Is it really true? It sounds really weird to me that upstream Artemis (so AMQ Broker) doesn't have such a feature. @brusdev any thoughts as maintainer on that project?

I am asking because I see it as a scenario for a messaging broker whatever is the protocol. So maybe not using MQTT but i.e. AMQP instead.

[brusdev]

@clyang82 @ppatierno I confirm AMQ Broker support authn and authz with mTLS, you can use the CertificateLoginModule, for further detail see https://activemq.apache.org/components/artemis/documentation/latest/security.html#dual-authentication

[ppatierno]

Thanks @ppatierno! It's a good question! IMHO the reason to consider using Kafka here is to take advantage of its authentication and authorization mechanism. Because Kafka's ACL/permission management is based on the topic(if I understand correctly), each cluster will need an exclusive topic for permission control. And a lot of clusters will need to create a lot of topics(10k)...
A simple scenario: clusterA cannot consume the messages for clusterB. Also, clusterA cannot pretend to be clusterB to send messages to server-side by the transport.
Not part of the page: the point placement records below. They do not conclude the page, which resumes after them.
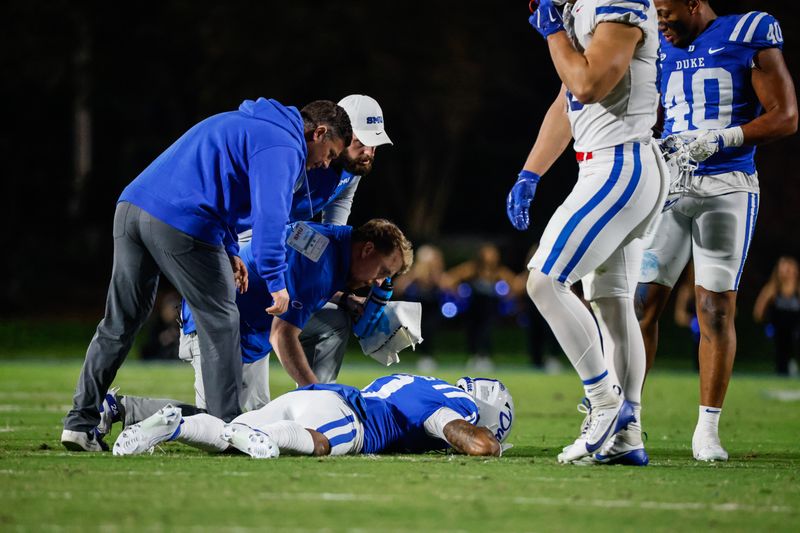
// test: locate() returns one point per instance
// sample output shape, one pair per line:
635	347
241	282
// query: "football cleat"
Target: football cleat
83	441
254	443
603	424
110	412
143	436
706	447
621	453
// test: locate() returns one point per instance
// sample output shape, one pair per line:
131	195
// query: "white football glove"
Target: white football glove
709	143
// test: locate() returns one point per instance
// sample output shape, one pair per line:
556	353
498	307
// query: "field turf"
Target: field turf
45	488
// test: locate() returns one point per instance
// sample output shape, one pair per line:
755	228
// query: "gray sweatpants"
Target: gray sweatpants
324	339
145	247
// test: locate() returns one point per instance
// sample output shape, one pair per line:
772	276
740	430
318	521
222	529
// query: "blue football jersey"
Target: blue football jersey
393	410
324	185
310	285
707	85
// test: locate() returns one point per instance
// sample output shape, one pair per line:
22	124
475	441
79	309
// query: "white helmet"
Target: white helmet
495	406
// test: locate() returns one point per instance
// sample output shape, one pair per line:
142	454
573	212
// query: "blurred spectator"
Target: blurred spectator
423	284
779	304
163	332
542	344
686	311
488	282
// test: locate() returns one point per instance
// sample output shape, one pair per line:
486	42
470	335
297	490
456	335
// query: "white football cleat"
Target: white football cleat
83	441
254	443
142	437
707	447
602	425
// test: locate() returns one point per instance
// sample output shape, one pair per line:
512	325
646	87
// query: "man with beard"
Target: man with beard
725	89
331	190
328	191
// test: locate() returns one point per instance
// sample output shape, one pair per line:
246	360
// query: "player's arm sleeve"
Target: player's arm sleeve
338	211
273	173
631	12
757	30
230	243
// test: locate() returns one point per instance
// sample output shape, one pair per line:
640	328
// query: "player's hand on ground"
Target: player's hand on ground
519	199
239	274
280	302
546	19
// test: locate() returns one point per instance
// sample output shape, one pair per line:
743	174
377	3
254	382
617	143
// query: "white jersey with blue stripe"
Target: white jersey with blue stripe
707	86
628	112
393	410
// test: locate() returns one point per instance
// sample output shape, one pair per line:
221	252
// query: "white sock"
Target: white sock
290	436
622	343
572	324
599	391
203	431
633	433
708	420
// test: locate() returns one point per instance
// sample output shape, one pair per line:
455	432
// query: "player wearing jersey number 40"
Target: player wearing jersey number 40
724	89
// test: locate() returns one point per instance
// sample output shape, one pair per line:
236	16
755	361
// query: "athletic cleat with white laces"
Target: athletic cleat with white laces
143	436
254	443
110	412
602	425
622	453
83	441
706	447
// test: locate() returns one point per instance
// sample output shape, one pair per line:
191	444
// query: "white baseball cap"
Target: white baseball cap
366	118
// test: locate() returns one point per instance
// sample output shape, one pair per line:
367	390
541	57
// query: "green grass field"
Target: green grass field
44	488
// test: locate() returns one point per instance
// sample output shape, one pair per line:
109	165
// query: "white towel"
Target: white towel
399	327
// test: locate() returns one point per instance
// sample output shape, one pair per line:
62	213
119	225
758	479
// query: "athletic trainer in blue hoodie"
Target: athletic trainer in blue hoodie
177	217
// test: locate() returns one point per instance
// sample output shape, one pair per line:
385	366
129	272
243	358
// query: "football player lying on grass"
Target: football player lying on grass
400	413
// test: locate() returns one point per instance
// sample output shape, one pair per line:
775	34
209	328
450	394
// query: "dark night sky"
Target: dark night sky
463	86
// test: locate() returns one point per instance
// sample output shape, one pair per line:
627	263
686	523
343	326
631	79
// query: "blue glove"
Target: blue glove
519	199
546	19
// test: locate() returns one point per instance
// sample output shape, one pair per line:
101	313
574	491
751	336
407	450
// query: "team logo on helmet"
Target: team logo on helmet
495	405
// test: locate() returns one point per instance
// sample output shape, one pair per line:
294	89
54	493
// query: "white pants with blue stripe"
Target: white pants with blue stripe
320	410
715	232
615	200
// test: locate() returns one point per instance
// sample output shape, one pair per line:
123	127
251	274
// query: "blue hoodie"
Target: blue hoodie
233	167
I think I have got the scenario, so for this reason I am wondering why a messaging broker doesn't work for you. Having maybe one queue per maestro agent? With authn/authz on it? Something where the message flows, is consumed and then deleted because you save everything in a database. While Kafka is providing more features which you don't use.

Is the rebalance triggered on the server side? I think it happens, cause the new topic/partition will join the server-side consumer group.
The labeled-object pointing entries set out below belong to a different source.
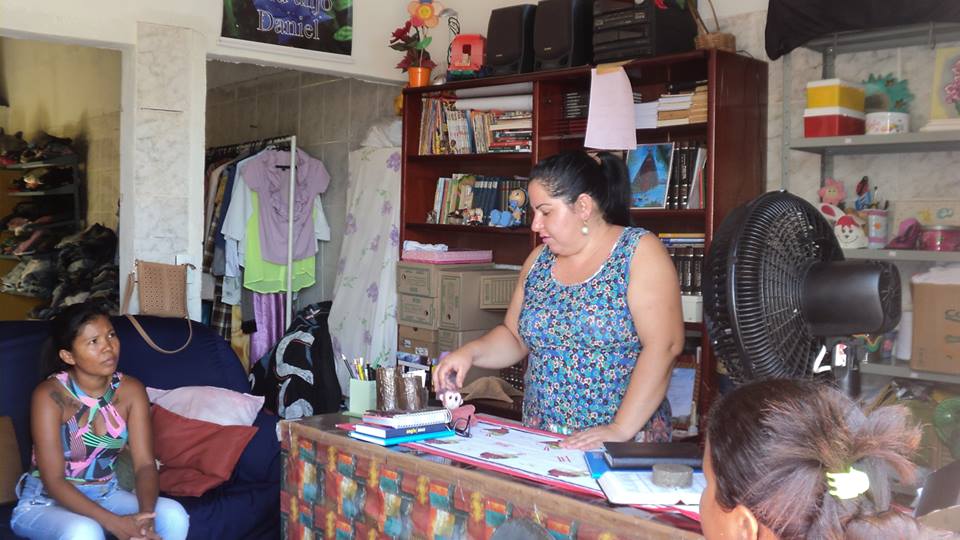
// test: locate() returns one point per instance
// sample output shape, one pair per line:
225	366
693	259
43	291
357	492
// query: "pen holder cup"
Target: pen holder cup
363	396
398	392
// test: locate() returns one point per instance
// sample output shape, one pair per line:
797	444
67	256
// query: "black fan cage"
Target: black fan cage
752	297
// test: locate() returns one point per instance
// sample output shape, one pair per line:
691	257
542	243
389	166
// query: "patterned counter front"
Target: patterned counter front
337	488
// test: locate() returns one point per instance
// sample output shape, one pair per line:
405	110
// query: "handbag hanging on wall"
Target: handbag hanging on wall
162	291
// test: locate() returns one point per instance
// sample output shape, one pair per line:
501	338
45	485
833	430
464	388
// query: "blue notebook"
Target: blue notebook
399	440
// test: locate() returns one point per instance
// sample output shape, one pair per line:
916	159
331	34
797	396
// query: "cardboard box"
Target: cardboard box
430	349
692	306
451	340
423	279
497	290
419	311
417	333
460	300
936	328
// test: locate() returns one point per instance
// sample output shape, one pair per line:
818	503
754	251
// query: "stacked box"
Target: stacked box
834	107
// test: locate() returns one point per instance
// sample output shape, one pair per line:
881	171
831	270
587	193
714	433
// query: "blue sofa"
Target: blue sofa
245	507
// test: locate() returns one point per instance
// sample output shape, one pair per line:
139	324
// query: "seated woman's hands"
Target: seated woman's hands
134	527
593	438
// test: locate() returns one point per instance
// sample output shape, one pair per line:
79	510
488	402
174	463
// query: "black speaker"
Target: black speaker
510	40
562	34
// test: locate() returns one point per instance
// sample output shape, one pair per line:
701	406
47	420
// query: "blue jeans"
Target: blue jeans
38	516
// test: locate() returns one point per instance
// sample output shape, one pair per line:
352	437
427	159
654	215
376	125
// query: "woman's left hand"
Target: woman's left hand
594	438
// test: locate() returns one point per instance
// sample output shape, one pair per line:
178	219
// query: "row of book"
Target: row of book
686	176
446	130
457	194
686	250
683	108
388	428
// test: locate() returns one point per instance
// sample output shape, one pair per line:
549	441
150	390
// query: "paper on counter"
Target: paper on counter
496	103
611	122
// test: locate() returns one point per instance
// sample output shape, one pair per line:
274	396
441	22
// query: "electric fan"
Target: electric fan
776	286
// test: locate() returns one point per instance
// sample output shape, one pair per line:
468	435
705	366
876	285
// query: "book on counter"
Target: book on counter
408	419
446	432
632	454
637	487
385	432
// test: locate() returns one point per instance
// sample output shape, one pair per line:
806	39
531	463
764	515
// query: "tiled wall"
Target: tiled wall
899	176
330	117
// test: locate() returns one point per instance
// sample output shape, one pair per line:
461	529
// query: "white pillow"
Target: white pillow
209	403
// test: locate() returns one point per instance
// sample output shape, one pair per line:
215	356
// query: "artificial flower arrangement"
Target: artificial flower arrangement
424	14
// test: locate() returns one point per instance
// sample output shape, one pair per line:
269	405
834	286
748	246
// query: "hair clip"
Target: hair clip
848	485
Well technically it's not a topic partition joining a consumer group. It's a consumer joining the group. So the server will be the only one member of such a group subscribing to a pattern. Said that I have to verify if a new topic matches the pattern it will trigger a rebalance where anyway the additional partition will be assigned still to the same single consumer.

[see-quick]

I think there are several aspects you need to understand when it comes to the performance. The initial creations of Xk topics is one part of it. But you should also understand for example when you have 10k existing topics that exist and are ready and you create the 10001st -> will it create in few seconds? Or will it create the new topic in 2 hours? The same applies to when you change some configuration.
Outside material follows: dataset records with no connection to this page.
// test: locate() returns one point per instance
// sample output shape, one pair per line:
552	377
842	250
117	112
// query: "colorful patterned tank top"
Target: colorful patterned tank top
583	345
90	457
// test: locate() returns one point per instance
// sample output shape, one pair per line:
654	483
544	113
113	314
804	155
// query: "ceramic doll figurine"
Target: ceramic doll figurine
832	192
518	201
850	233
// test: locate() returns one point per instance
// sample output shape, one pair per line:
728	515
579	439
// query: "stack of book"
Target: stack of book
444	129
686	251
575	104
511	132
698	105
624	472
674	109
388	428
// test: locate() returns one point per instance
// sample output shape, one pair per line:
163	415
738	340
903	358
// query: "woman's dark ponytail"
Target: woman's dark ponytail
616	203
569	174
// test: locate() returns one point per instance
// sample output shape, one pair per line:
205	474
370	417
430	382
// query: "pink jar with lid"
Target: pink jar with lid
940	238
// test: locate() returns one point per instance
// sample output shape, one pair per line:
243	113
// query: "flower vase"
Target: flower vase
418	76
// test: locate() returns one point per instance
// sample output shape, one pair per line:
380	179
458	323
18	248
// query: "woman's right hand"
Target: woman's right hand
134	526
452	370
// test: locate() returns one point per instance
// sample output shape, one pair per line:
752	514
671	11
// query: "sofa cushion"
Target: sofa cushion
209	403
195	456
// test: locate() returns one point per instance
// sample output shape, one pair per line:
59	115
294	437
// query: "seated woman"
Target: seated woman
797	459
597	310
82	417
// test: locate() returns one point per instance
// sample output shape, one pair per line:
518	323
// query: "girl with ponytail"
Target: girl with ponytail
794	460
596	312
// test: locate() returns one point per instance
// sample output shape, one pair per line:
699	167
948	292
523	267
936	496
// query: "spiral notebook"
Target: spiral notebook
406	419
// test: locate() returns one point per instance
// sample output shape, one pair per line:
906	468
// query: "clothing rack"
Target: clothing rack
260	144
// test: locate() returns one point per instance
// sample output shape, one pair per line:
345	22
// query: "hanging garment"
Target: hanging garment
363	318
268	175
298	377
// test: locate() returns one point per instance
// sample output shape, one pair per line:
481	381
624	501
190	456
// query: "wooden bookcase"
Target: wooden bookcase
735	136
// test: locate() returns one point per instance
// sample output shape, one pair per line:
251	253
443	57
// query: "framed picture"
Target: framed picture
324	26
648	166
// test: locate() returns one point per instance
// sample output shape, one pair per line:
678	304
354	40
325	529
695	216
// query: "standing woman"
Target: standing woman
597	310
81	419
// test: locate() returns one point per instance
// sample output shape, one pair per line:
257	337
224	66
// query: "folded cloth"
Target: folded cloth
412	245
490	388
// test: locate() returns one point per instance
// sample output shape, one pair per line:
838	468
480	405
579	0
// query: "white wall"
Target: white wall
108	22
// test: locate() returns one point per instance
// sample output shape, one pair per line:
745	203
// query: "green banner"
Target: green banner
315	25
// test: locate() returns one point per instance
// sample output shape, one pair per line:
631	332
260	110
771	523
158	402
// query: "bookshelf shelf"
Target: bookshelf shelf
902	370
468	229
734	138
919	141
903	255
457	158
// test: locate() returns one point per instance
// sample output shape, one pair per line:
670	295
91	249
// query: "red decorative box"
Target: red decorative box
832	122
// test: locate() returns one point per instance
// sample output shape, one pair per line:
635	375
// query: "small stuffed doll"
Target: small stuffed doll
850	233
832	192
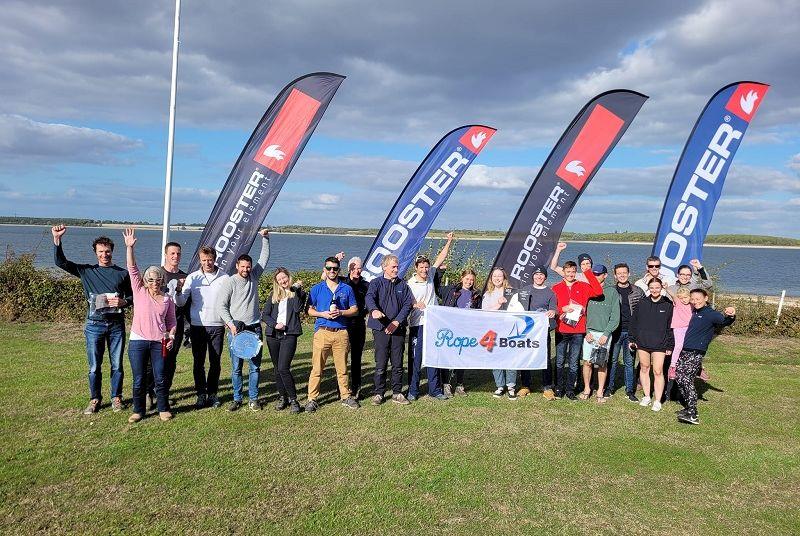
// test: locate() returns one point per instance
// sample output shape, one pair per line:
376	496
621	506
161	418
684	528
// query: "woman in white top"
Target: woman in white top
495	300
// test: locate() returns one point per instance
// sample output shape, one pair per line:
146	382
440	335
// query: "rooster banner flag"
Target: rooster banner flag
697	183
424	196
575	159
264	165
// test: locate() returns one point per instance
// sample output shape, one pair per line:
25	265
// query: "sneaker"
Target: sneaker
93	407
447	390
399	398
689	418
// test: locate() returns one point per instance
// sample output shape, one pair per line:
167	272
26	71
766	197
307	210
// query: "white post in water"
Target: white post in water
780	306
171	134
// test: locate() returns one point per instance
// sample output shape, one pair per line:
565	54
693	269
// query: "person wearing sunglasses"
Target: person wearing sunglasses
152	332
331	303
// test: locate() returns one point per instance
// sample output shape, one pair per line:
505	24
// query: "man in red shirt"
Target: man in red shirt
572	296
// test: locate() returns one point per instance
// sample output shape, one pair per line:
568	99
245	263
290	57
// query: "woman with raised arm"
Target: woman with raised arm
152	331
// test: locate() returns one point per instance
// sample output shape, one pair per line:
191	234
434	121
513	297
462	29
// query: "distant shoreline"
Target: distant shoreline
194	228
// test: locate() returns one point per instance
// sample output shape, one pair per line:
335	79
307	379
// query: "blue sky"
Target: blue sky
83	119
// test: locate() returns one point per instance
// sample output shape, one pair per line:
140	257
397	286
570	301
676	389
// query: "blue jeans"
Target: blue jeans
254	366
568	347
99	335
415	343
620	344
140	353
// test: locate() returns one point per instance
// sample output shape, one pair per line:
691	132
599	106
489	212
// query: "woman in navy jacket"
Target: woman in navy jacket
281	315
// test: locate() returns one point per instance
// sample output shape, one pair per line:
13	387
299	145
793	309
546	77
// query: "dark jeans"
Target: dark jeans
281	350
388	348
357	333
415	343
139	352
568	349
99	335
207	340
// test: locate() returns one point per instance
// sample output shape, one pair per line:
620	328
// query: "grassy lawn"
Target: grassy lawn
472	465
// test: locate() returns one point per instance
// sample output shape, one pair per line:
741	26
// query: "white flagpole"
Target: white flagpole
171	135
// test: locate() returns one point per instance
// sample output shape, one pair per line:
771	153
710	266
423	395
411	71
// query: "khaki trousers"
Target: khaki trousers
328	343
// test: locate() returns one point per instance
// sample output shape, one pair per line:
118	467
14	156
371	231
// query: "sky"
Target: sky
85	104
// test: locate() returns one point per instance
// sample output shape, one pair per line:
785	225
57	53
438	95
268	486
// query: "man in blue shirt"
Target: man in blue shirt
330	302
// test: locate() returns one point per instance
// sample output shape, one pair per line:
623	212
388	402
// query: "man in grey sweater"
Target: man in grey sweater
237	305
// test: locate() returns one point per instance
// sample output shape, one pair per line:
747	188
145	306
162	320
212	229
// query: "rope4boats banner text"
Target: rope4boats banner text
456	338
264	165
697	184
582	149
424	197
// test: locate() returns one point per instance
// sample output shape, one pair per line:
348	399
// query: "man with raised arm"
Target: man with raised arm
107	289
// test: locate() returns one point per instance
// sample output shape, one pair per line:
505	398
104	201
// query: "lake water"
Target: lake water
764	271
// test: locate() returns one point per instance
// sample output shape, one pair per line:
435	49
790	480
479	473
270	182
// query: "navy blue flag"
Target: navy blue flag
582	149
264	165
424	197
697	184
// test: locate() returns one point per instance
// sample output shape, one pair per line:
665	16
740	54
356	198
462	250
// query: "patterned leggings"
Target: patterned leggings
688	367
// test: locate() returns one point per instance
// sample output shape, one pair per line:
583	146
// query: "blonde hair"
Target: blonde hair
278	292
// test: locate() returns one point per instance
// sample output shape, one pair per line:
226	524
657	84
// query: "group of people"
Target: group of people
663	321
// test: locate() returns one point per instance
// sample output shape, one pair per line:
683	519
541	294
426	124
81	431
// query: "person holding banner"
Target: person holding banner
572	297
281	315
238	307
494	299
389	300
464	296
424	292
651	336
152	332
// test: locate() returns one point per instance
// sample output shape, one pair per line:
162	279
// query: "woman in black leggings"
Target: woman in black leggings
281	315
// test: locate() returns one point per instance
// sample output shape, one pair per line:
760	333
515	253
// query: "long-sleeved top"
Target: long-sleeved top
203	290
602	312
393	298
152	315
238	296
580	293
96	279
650	325
701	328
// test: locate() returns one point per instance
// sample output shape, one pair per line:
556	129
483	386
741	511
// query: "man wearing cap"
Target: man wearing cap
602	318
538	297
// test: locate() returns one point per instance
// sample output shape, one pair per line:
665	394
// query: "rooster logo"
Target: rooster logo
274	151
478	138
576	168
748	101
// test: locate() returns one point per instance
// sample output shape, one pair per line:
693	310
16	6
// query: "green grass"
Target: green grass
472	465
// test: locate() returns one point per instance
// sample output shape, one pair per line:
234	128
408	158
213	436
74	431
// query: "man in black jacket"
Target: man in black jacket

Just to add my one bit to the performance side...I did not try/test the creation of the 10001st KafkaTopic but I tried to update 10 KafkaTopics configs (already created) and it took around 3s to complete (for all 10 topics to change a config).

[clyang82]

@clyang82 @ppatierno I confirm AMQ Broker support authn and authz with mTLS, you can use the CertificateLoginModule, for further detail see https://activemq.apache.org/components/artemis/documentation/latest/security.html#dual-authentication

Thanks @brusdev for your information. Here is an original issue logged - https://github.com/artemiscloud/activemq-artemis-operator/issues/724. Could you give us the advice? Thanks.

[brusdev]

@clyang82 I replied in https://github.com/artemiscloud/activemq-artemis-operator/issues/724. It is already resolved and will be closed when the documentation that explains how to set up the dual authentication by using the ActiveMQArtemis CR is added.

[clyang82]

That is a good news. Thanks @brusdev will try it soon.